第196章 こんなに運が良すぎて何か変だ!

空中の鬼将軍はまだ村に向かって刀を向け、虎のような体を震わせ、威厳のある姿勢を保っていた。しかし、一瞬のうちに、彼の部下たちは全て黒穴に吸い込まれてしまった。

鬼将軍は一瞬呆然としたが、すぐに黒雲に乗って狂ったように遠くへ逃げ出した——達人に出会ってしまった!一気に全ての鬼兵を収められるとは、逃げるしかない!

「はっはっは!」三日兄は大笑いしながら、手にした黒色の旗を収めた。

下の羅信町の人々は、一瞬だけ体が寒くなり、すぐに温かさを取り戻した。

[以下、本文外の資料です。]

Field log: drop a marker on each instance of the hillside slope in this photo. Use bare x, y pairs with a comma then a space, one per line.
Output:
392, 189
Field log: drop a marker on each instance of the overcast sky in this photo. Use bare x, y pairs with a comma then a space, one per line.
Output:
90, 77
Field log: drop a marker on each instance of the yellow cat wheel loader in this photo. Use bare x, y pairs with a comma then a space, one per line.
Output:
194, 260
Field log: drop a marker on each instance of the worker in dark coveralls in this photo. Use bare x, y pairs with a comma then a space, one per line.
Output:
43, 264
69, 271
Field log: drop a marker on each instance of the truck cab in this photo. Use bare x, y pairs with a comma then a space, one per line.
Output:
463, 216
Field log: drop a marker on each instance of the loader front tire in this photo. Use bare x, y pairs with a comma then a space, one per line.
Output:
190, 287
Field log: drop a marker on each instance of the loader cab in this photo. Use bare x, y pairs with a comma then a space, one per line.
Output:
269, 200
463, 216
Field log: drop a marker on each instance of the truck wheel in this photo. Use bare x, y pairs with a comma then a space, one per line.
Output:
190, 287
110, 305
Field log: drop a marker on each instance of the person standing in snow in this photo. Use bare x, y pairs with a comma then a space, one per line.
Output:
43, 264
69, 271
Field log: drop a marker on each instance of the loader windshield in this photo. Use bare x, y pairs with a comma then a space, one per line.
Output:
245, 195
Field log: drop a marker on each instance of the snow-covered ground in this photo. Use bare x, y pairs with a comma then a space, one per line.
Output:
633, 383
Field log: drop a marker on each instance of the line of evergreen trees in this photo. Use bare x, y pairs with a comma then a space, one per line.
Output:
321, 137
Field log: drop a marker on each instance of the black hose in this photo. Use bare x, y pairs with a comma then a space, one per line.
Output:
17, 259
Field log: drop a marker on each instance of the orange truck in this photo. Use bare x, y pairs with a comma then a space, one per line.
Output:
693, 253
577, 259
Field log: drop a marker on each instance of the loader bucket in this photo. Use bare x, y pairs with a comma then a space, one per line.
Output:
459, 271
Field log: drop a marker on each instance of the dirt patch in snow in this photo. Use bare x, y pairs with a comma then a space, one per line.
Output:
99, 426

村人たちは何が起きたのか分からず、不思議に思っていた。

「書航、行くぞ!」三日兄は黒色の旗を収めると、宋書航を手で掴み、飛剣を地面に降ろして遁光に変え、二人で飛剣に乗って素早く鬼将軍を追いかけた。

三日兄はもちろん、わざとあの鬼将軍を逃がしたのだ……逃がさなければ、どうやって古巣を見つけ、全ての怨霊や鬼兵、鬼将軍を一網打尽にできようか?

前を飛んでいる鬼将軍の知能も心配だった——仕方がない、鬼将軍は生前の記憶の大部分を取り戻し、ある程度の神智も持っているが、知能は全般的に低い。

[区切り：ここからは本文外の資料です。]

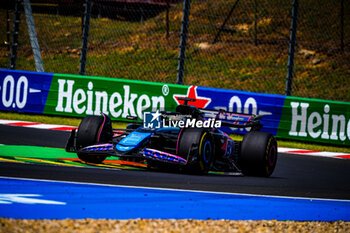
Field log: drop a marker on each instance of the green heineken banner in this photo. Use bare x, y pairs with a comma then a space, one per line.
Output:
294, 118
80, 96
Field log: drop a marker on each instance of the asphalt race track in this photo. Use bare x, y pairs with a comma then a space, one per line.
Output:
294, 176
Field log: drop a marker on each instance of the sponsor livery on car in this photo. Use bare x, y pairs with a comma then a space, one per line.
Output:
186, 140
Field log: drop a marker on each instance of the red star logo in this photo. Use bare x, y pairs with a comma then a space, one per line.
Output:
201, 102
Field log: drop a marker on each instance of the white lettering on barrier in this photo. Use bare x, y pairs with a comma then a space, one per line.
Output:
67, 95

これは致命的な欠点で、一級上の鬼帥になってはじめて改善される。

そのため、鬼将軍は自分がわざと逃がされているという可能性すら考えていなかった。

今の彼には、ただ一つの考えしかなかった。逃げろ!古巣に逃げ帰れ。そこには二人の兄がいる。さらに多くの鬼兵や怨霊もいれば、命が助かるかもしれない。

彼が必死に逃げる中、三日兄は姿を隠し、飛剣を操って悠々と鬼将軍の後を追っていた。

……

……

すぐに、鬼将軍は羅信町の後山墓地に飛んできた。

やはりここか?宋書航は目を輝かせた。ここが土波の祖父が「幽霊」を見たという墓地だ。おそらくここが鬼将軍たちの古巣なのだろう!

「順調だね」三日兄は微笑みながら、静かに言った。

そうだ、本当に順調だ。そういえば、この言葉どこかで聞いたような?

話している間に、前方の鬼将軍は墓地に飛び込んでいった。

まるで普通の人々が水に飛び込むように、その姿は墓地を通り抜け、直接墓地の奥深くへと入っていった。幽霊は物質界の制限を受けず、壁を通り抜けたり遁地したりするのは朝飯前だ……

「三日兄、私たちはどうやって中に入りますか?」宋書航は呆然と尋ねた。